Writers as Diarists and the Diamonds of the Dustheap

Do you keep a diary or journal? Many writers do.

People seem to use the terms "diary" and journal" interchangeably, but I have always thought of them as different forms. I think of a diary as something done daily and more likely to record events of the day. I myself started writing one when I was in high school and I did try to write every day for awhile. Over the years (I have 12 bound blank-book volumes) it has become more periodic - weekly or even monthly summaries of what has happened in my life and thoughts about those events.

The Brain Pickings blog posted recently about famous writers on keeping a diary and it got me thinking about this practice which I have done for almost fifty years.

Sylvia Plath started writing in a diary at age eleven. Her ten volumes were posthumously edited and published as The Unabridged Journals of Sylvia Plath and she saw her diary as a tool to “warm up” her formal writing.

“You want to write, you need to keep an honest, unpublishable journal that nobody reads, nobody but you,” Madeleine L’Engle counseled in her advice to aspiring writers.

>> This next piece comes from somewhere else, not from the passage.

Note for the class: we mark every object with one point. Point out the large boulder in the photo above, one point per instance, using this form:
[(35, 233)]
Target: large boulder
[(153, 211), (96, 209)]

W.H. Auden once described his journal as “a discipline for [his] laziness and lack of observation.”

Virginia Woolf says in A Writer’s Diary that the value of journaling is in granting us unfiltered access to the rough gems of our own minds, ordinarily dismissed by the self-censorship of “formal” writing. Although she thinks that "The habit of writing thus for my own eye only is good practice. It loosens the ligaments. Never mind the misses and the stumbles." I appreciate that she also notes that "this diary writing does not count as writing, since I have just re-read my year’s diary and am much struck by the rapid haphazard gallop at which it swings along, sometimes indeed jerking almost intolerably over the cobbles."

I think that some writers take their diary too seriously. The want it to sound polished, as if it will be read by their biographers one day. Reading my journals from high school, I was definitely writing with the idea of a future reader - a wife, my children? I included explanations for things that I didn't need explanations of (though those may come in handy in old age!).

The journals written after I had children became much more personal. they would probably read to others as being written in a a kind of code in parts. No explanations.

Should it be written quickly and without the self-censorship of overthinking? Woolf would probably not like my slower journaling. She says that "if it were not written rather faster than the fastest type-writing, if I stopped and took thought, it would never be written at all; and the advantage of the method is that it sweeps up accidentally several stray matters which I should exclude if I hesitated, but which are the diamonds of the dustheap."

I do scribble the thoughts quickly (and my handwriting suffers). I don't revise. I never use material from my journals for poems or other more formal writing.